The lung exposure of thalidomide was thus much higher after administration of the functionalised silica particles as compared to non-functionalised particles.

Example 4

Manufacture of a Composition of the Invention II

Silica compositions were functionalised using triethylchlorosilane reagent (TES; Sigma Aldrich) essentially as described in Example 1 above.

Thalidomide was then encapsulated into the functionalised porous silica particles by a solvent impregnation and evaporation method, as described in Comparative Example 5 above.
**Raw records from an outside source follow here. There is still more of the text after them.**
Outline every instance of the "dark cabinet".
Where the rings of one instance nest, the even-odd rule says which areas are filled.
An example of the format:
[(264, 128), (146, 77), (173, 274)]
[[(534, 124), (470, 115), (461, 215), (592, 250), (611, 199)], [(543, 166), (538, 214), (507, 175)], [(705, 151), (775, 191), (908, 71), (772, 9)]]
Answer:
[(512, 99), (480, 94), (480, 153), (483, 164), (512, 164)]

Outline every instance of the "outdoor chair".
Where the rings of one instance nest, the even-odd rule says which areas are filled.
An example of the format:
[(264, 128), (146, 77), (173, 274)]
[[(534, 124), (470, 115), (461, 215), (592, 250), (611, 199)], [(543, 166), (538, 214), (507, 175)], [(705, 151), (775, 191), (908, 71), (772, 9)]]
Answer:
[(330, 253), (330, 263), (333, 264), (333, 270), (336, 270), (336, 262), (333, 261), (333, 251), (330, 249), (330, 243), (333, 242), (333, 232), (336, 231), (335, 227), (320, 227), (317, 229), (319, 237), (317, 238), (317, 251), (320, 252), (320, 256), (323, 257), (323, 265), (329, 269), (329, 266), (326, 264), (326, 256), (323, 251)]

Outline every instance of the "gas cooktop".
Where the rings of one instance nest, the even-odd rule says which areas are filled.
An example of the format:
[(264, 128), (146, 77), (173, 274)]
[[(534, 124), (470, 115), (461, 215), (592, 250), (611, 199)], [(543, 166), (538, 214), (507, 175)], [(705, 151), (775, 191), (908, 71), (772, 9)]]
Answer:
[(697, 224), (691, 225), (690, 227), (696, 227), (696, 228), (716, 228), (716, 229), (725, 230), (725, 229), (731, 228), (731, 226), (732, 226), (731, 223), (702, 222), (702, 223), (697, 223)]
Example 5

Manufacture of a Composition of the Invention III

5 to 10 g of a silica composition prepared essentially as described in Comparative Example 1, Comparative Example 2, and/or as described in Comparative Example 3 above is dispersed in toluene (50 mL).

Ethylchloroformate (1 g) is added in presence of N-methylmorpholine (0.5g) followed by stirring at 80°C for 18 hours.

The product is filtered, washed with tetrahydrofuran and dried at 90°C. The samples are analysed by TGA, carbon load and IR.

Thalidomide is then encapsulated into the functionalised porous silica particles as described in Comparative Example 5 above.

Example 6

Manufacture of a Composition of the Invention IV

5 to 10 g of a silica composition prepared essentially as described in Comparative Example 1, Comparative Example 2, and/or as described in Comparative Example 3 above is dispersed in tetrahydrofuran (50 mL).

Ethyl iodide (1 g) and sodium carbonate (0.2 g) are added and refluxed for 24 hours.

The product is filtered, washed with EtOH:water to remove any salts and dried at 90°C. The samples are analysed by TGA, carbon load and IR.

Thalidomide is then encapsulated into the functionalised porous silica particles as described in Comparative Example 5 above.